Today, most kids have some resentment and anger against divorced or lost parents and they just slam a few doors, blast their music or get something pierced. Hamlet is the story of a son filled anger and resentment against his mother and uncle after they kill his father, the King of Denmark. As if to piss on his grave, the uncle and mother marry, making the uncle king instead of rightful Hamlet. Sorry for those intellectuals to hate to have Hamlet watered down, but this is how I would summarize it to anyone without referencing The Lion King.

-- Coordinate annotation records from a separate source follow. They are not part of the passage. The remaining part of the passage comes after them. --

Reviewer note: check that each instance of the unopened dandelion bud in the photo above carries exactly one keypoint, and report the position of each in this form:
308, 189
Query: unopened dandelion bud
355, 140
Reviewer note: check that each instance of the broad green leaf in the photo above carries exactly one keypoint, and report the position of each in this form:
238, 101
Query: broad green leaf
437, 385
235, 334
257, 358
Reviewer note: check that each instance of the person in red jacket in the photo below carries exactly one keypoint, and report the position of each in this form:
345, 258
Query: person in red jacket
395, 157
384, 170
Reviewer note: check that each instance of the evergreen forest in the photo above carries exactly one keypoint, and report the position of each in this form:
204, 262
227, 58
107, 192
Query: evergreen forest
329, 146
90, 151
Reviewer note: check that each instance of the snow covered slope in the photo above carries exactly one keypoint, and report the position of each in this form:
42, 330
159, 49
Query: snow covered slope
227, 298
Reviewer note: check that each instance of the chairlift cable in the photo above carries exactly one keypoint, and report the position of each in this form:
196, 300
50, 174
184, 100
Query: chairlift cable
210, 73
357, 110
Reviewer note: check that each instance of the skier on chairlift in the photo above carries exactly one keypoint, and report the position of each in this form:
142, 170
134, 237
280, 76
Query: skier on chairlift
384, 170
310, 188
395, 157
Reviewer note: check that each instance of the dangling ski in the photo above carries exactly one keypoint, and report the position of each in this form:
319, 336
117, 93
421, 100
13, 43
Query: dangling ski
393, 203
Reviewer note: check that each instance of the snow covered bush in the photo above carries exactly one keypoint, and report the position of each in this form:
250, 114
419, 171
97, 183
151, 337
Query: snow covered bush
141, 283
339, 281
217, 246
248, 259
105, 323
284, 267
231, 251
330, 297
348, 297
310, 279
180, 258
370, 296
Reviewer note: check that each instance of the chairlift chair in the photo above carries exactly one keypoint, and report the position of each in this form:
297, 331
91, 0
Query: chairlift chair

This adaptation is stays very true to Shakespeare, the setting and costumes are beautiful. The dialogue is fudged a bit in an attempt to bring in a wider audience, but unless you’ve really studied Hamlet, you can’t tell. That means, the one thing that can make this appealing to those unfamiliar or not a fan of Shakespeare is the acting, music and camerawork. All three are appealing, and this is one of the most enjoyable Shakespeare films I’ve seen.
Laurence Oliver won the Leading Actor Oscar for his astounding Hamlet, bringing great life into the immortal words in so many books. Hamlet is a sulky, wronged prince grieving for his father, perhaps more than he should to make up for his mother’s quick second marriage. When he speaks to his father’s ghost, Hamlet learns that he was murdered by his uncle. Hamlet promises to avenge his father’s death by killing his uncle in return. By the rules of Shakespearean tragedy, this can only bring more and more tragedy.
Oliver also directed and produced the film. He was the first to direct himself to an Oscar for acting, quite a feat. Nowadays, when people see directors staring in their own films, we think it’s egotistical, but in Oliver’s case, he starred mostly to save money. And who could argue, when for years he had been told that he recited Shakespeare as naturally as his own thoughts. Taking awards for actor, art direction, costume design and picture, Oliver proved his worth.
I would recommend Hamlet to anyone interested in Shakespeare or Oliver’s career. It’s entertaining enough, but if your idea of Shakespeare is Shakespeare in Love or the Romeo and Juliet from 1996, you’ll be in for a long grueling ride.
“To be, or not to be: that is the question.”